Virtual Citizenship, Part VIII: Vernor Vinge, Discussion

Questions:

Bill Warters, Wayne State University: Did your system include any systems for conflict resolution?
VV: Considering the intellectual ensemble of groups available now with networks, it is possible that you may get better answers to questions.  Area of internet is rich in potential for inventing dispute resolution techniques.  These are areas that I have great optimism about.

Andrew Dyjach, political science student, Wayne State University:  With these "creative engine," shouldn’t there be new engines for figuring out how to figure out how to use these creative systems.  VV: Change produces a constant tension or problem.  Conflict resolution mechanisms should be testable in the current situation.  Social science could be thinking, testing, instrumenting how various forms of problem solving and planning are working.  [http://cci.mit.edu]

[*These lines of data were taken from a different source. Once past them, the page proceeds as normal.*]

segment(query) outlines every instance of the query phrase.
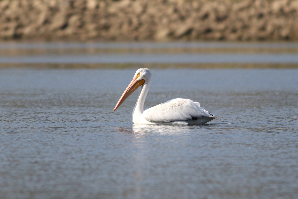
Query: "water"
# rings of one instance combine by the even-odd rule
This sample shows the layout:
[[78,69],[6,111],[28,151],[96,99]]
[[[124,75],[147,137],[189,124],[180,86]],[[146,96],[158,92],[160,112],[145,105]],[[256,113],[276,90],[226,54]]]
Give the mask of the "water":
[[0,69],[0,198],[298,197],[297,68],[153,68],[145,108],[198,101],[196,126],[114,112],[135,70]]

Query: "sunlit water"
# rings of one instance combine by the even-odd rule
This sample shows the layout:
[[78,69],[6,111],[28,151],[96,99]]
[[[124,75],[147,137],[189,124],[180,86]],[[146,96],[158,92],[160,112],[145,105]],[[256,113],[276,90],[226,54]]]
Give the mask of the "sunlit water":
[[151,70],[145,108],[218,118],[133,124],[134,69],[0,69],[0,198],[298,198],[298,69]]

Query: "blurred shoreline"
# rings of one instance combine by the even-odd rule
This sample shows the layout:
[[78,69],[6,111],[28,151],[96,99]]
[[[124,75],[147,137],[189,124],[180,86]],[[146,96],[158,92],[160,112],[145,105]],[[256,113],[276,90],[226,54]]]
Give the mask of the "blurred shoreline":
[[298,41],[297,0],[0,1],[0,41]]

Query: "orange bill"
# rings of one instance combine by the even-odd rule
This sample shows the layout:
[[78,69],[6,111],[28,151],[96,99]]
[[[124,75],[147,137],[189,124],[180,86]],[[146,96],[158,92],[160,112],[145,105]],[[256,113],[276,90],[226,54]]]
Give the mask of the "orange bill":
[[136,76],[132,79],[131,81],[127,87],[127,88],[122,94],[121,97],[119,99],[119,101],[116,104],[116,106],[114,108],[114,111],[128,97],[128,96],[138,89],[140,86],[142,86],[144,84],[144,83],[145,83],[145,80],[140,79],[137,80],[136,79],[138,77],[137,76]]

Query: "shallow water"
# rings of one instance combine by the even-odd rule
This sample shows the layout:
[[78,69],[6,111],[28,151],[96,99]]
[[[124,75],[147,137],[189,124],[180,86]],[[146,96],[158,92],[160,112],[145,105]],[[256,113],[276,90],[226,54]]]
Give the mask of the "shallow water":
[[298,70],[152,70],[145,108],[198,101],[196,126],[114,112],[135,70],[0,70],[0,198],[298,197]]

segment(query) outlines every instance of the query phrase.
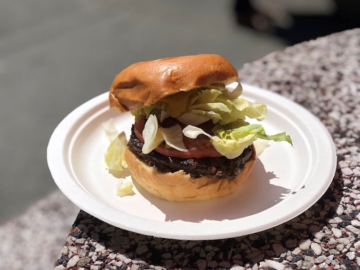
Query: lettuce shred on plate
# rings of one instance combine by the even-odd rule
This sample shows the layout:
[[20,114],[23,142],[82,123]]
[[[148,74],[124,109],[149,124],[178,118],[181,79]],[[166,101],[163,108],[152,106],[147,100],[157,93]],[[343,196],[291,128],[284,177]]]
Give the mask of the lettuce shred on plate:
[[[284,132],[268,135],[261,124],[246,121],[246,118],[264,120],[267,110],[263,104],[239,97],[242,92],[240,83],[232,91],[224,84],[208,85],[172,95],[132,112],[138,119],[141,116],[148,119],[143,131],[142,151],[148,153],[165,141],[167,147],[186,152],[182,132],[191,138],[200,134],[208,136],[217,151],[229,159],[240,155],[245,148],[259,138],[285,141],[292,145],[291,138]],[[162,122],[170,116],[186,127],[182,131],[179,125],[170,129],[158,126],[157,119]],[[214,124],[213,135],[196,127],[210,120]]]
[[105,154],[105,161],[109,170],[123,171],[126,166],[125,149],[128,143],[125,133],[122,132],[110,143]]

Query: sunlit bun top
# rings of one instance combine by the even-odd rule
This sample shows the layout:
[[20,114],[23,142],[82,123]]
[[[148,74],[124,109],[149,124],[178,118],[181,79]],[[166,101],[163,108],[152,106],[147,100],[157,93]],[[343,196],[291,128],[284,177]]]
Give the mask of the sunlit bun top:
[[217,55],[164,58],[133,64],[115,77],[110,88],[111,107],[133,111],[182,91],[237,81],[236,70]]

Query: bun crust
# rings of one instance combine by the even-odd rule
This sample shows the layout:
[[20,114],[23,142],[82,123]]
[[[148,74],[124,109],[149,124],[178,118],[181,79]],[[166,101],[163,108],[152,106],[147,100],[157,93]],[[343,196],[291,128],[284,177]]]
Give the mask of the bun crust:
[[136,182],[154,196],[168,201],[207,201],[232,193],[247,178],[256,160],[255,149],[251,147],[253,154],[245,163],[245,169],[232,180],[206,176],[194,178],[183,170],[160,173],[139,159],[128,147],[125,159]]
[[239,79],[236,70],[217,55],[164,58],[133,64],[115,77],[110,88],[110,107],[133,111],[170,95],[215,83]]

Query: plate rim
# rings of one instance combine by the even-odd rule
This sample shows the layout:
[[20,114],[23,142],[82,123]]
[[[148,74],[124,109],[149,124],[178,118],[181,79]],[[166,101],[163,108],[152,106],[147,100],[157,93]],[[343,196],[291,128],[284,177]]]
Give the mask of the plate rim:
[[[268,217],[269,221],[265,224],[263,224],[261,226],[255,226],[255,227],[251,227],[251,228],[248,226],[245,229],[240,230],[237,229],[237,222],[239,222],[239,219],[241,220],[242,222],[245,224],[248,222],[252,224],[254,224],[254,222],[256,223],[257,221],[259,221],[258,219],[260,218],[259,214],[262,213],[263,215],[266,216],[269,209],[280,205],[282,202],[256,214],[245,217],[241,219],[221,221],[222,226],[228,227],[229,229],[222,231],[221,233],[214,234],[213,229],[214,228],[216,229],[216,227],[218,226],[218,222],[206,223],[175,223],[167,221],[148,220],[112,208],[102,203],[88,192],[86,192],[81,187],[77,185],[76,181],[74,181],[73,179],[73,177],[76,178],[75,174],[70,173],[68,171],[69,168],[66,168],[67,166],[68,166],[70,165],[65,164],[66,162],[68,162],[68,160],[66,160],[66,157],[68,156],[66,152],[69,150],[69,147],[66,147],[65,139],[67,139],[67,136],[69,129],[74,128],[74,123],[81,121],[86,112],[94,110],[96,111],[98,111],[99,110],[96,111],[96,108],[104,109],[104,104],[108,104],[108,92],[93,98],[75,109],[68,114],[55,129],[50,138],[47,149],[48,166],[51,176],[59,188],[64,195],[85,212],[116,227],[148,236],[178,240],[215,240],[256,233],[286,222],[301,214],[311,207],[329,188],[333,179],[336,168],[337,158],[335,145],[329,131],[317,117],[313,115],[305,108],[283,96],[268,90],[246,83],[242,83],[242,85],[245,91],[251,91],[251,92],[254,92],[254,93],[257,91],[258,93],[266,95],[268,98],[275,99],[278,100],[278,102],[284,102],[293,106],[293,107],[295,108],[297,111],[300,111],[304,114],[304,116],[307,119],[310,119],[315,121],[317,124],[316,127],[318,130],[322,132],[322,135],[328,139],[325,142],[328,146],[327,148],[327,150],[331,154],[331,156],[332,159],[329,158],[327,160],[330,166],[329,170],[328,171],[327,176],[325,177],[327,178],[327,181],[325,181],[321,185],[322,188],[317,190],[316,194],[312,197],[312,200],[308,201],[306,204],[302,205],[301,207],[298,207],[296,211],[287,212],[286,214],[282,216],[281,219],[274,220],[274,217]],[[311,135],[313,136],[313,134],[311,134]],[[315,136],[313,136],[313,137],[315,140],[316,139]],[[317,144],[316,146],[319,147],[319,145]],[[66,172],[64,172],[64,169]],[[66,177],[64,177],[64,174]],[[69,178],[71,178],[71,180]],[[107,213],[108,214],[102,214],[102,213],[104,212]],[[109,218],[109,217],[119,216],[120,216],[123,219],[120,222],[115,220],[116,219]],[[264,218],[262,217],[261,218],[263,219]],[[147,224],[146,227],[141,226],[141,224],[143,224],[144,222],[146,222]],[[161,231],[159,231],[158,228],[162,227],[162,225],[164,225],[164,223],[167,224],[166,226],[167,229],[163,229]],[[214,228],[214,226],[215,226]],[[193,229],[194,227],[196,227],[196,229]],[[179,234],[179,232],[183,233]],[[184,232],[186,232],[186,233],[184,233]]]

Matt Arnold: Verifiability and establishing truth.  One of the thing about politics is about figuring out who is telling the truth.  What do you think about the ability of us as citizens to tell what is true. 
VV: If a person looks at storage trends, physical science can suck up any given number of exobytes; so can fiction.  Friends of privacy deliberately inserts notable amounts of lies just to create uncertainty in the web and protect privacy; governments actively support this.  It would be interesting to work scenarios around what would happen if notions that "nothing is true" become prevalent.  On the one hand, it seems hard to falsify facebook accounts.  On the other hand, if you look at questions of  spam we see the flowering of false information.  (Incidentally, the fact that nobody predicted spam, despite the fact that it seems eminently predictable given Moore’s law and balance sheets suggests that we may not be as good at predicting as we might think).